Pendidikan Indonesia menumbuhkan sifat partisipatif. Di luar sekolah formal, tumbuh sekolah
alternatif atas inisiatif masyarakat demi mencerdaskan anak-anak yang tidak terserap dalam
pendidikan formal. Sanggar Anak Akar untuk anak-anak pinggiran di Jakarta, Sokola Rimba
anak-anak Suku Anak Dalam di Jambi, Sekolah Masjid Terminal anak-anak dhuafa dan jalanan
di Depok, sekolah darurat di kolong jembatan anak-anak kampung kumuh di Jakarta, dan
Komunitas Belajar Qaryah Thayyibah anak-anak petani di Salatiga, adalah beberapa contoh
sekolah di luar sekolah yang dibangun masyarakat.

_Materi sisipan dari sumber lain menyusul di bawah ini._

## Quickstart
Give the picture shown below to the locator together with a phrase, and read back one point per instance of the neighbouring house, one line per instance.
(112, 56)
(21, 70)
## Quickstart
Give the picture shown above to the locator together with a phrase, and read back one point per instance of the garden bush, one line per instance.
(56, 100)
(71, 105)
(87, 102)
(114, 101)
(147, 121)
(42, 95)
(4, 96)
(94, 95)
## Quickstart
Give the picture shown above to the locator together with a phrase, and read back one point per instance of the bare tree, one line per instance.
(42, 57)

Metode dan sistem pengajaran di sekolah-sekolah alternatif disesuaikan dengan lingkungan


tempat tinggal anak-anak. Melalui sekolah alternatif, anak-anak dari kalangan tidak mampu tetap
dapat mengenyam pendidikan. Sekolah-sekolah itu dibangun sebagai bentuk partisipasi aktif dan
kepedulian masyarakat agar pendidikan untuk semua dan setara, serta mimpi dan cita-cita anak
terwujud.

Layanan Pendidikan Kepercayaan

Inklusivitas pendidikan kita mencakup Layanan Pendidikan Kepercayaan Terhadap Tuhan Yang
Maha Esa bagi peserta didik yang menganutnya. Mereka mendapatkan layanan pendidikan
kepercayaan terhadap Tuhan Yang Maha Esa sesuai dengan hak asasinya. Pendidikan untuk
semua, merata dan setara menjadi visi dalam pendidikan ini.

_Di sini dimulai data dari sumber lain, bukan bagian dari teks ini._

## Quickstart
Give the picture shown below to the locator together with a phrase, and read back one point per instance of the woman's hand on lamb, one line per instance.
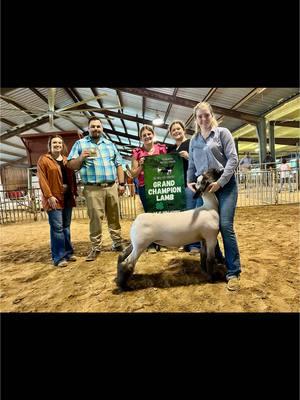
(192, 186)
(52, 202)
(213, 187)
(184, 154)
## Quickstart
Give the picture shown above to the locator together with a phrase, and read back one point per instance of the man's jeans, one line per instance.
(61, 246)
(227, 197)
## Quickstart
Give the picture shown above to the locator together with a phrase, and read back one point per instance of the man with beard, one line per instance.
(100, 166)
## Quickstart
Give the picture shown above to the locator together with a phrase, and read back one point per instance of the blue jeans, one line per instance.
(190, 204)
(227, 197)
(142, 195)
(61, 246)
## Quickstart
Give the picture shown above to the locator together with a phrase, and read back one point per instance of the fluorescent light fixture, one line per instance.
(260, 90)
(158, 121)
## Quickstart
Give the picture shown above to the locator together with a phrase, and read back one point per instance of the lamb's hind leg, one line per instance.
(126, 263)
(203, 252)
(210, 259)
(123, 272)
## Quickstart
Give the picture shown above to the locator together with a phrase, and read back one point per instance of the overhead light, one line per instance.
(260, 90)
(158, 121)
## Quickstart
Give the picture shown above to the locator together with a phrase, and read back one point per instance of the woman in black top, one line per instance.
(177, 132)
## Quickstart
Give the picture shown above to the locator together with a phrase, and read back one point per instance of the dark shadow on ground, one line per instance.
(182, 272)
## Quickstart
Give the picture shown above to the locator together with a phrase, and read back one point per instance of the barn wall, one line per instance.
(13, 178)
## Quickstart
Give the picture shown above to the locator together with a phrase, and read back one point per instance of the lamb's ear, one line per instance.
(217, 174)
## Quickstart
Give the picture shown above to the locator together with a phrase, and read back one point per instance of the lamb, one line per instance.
(174, 230)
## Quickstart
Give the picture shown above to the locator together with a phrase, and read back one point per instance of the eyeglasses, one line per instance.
(200, 116)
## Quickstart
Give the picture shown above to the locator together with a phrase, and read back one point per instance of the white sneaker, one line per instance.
(233, 283)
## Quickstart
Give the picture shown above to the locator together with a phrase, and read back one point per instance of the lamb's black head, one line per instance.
(203, 181)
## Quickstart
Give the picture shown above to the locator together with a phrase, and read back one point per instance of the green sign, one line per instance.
(164, 183)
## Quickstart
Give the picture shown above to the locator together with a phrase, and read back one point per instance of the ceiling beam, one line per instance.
(290, 124)
(170, 105)
(21, 108)
(191, 104)
(13, 145)
(15, 163)
(206, 98)
(7, 122)
(284, 141)
(120, 99)
(4, 91)
(11, 153)
(128, 117)
(17, 129)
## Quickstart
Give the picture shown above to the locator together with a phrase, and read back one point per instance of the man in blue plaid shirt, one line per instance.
(100, 166)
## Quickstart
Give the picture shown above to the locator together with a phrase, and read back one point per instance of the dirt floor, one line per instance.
(164, 282)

Pendidikan kepercayaan adalah pembelajaran tentang kepercayaan terhadap Tuhan Yang Maha
Esa. Peserta didik adalah siswa pendidikan formal jenjang pendidikan dasar dan menengah dan
pendidikan kesetaraan yang menyatakan dirinya sebagai penghayat kepercayaan. Pendidik
memberikan pelajaran pendidikan kepercayaan sesuai dengan ajaran kepercayaan peserta didik.

Panel: Biduk Pendidikan

Sejak proklamasi kemerdekaan negara Republik Indonesia, dibentuk institusi untuk mengelola
dan mengembangkan pendidikan yang disesuaikan dengan tujuan pendidikan nasional. (Petik
secara ringkas dari Pendahuluan buku Menteri Pendidikan dan Kebudayaan Republik
Indonesia).

Panel: Nakhoda Pendidikan

Sejak kemerdekaan hingga sekarang, kita memiliki 37 Menteri Pendidikan dengan variasi
berbagai sebutan. Para menteri adalah nakhoda utama yang melayarkan biduk pendidikan dalam
upaya mengarungi lautan pengetahuan di Tanah Air. Setiap menteri mengembangkan kebijakan
sesuai dengan tantangan zamannya. Apa pun kebijakan para menteri, semua bermuara pada satu
tujuan yaitu mencerdaskan kehidupan bangsa.

Panel: Pencapaian

Indonesia memiliki sangat banyak generasi unggul yang cerdas. Pencapaian prestasi mereka
tampak dalam berbagai kompetisi baik di negeri sendiri maupun di mancanegara. Beberapa di
antaranya adalah (sebutkan beberapa pelajar yang memenangkan lomba, olimpiade, dsb.)
Mereka adalah suar-suar kecerdasan anak bangsa yang akan terus membawa kemajuan dan
kejayaan negeri ini.

Panel: Epilog

Era digital tengah bergerak tanpa tahu ujungnya. Tantangan dunia pendidikan kini dan ke depan
adalah merespons disrupsi teknologi. Pendidik, anak didik, kurikulum, dan infrastruktur
pendidikan dihadapkan pada kemajuan teknologi tanpa harus kehilangan jati diri dan karakter
sebagai bangsa Indonesia. Pendidikan yang berkeadilan dan berbasis pada digital atau teknologi
menyongsong di muka.

Kemajauan ilmu komputer memungkinkan mesin ini mengambil alih peran atau pekerjaan
manusia melalui kecerdasan buatan dan mesin pembelajar. Pada saat yang bersamaan, dunia
pendidikan tetap dan terus dituntut menyiapkan sumber daya manusia berkualitas yang tidak
tergantikan oleh mesin. Filosofi Ki Hadjar Dewantara yakni ing ngarsa sung tuladha, ing madya
mangun karsa, tut wuri handayani—di depan memberi panutan, di tengah memberi semangat, di
belakang memberi dorongan—ditantang menjawab kemajuan teknologi dan revolusi industri 4.0
dalam dunia pendidikan Indonesia kini dan esok.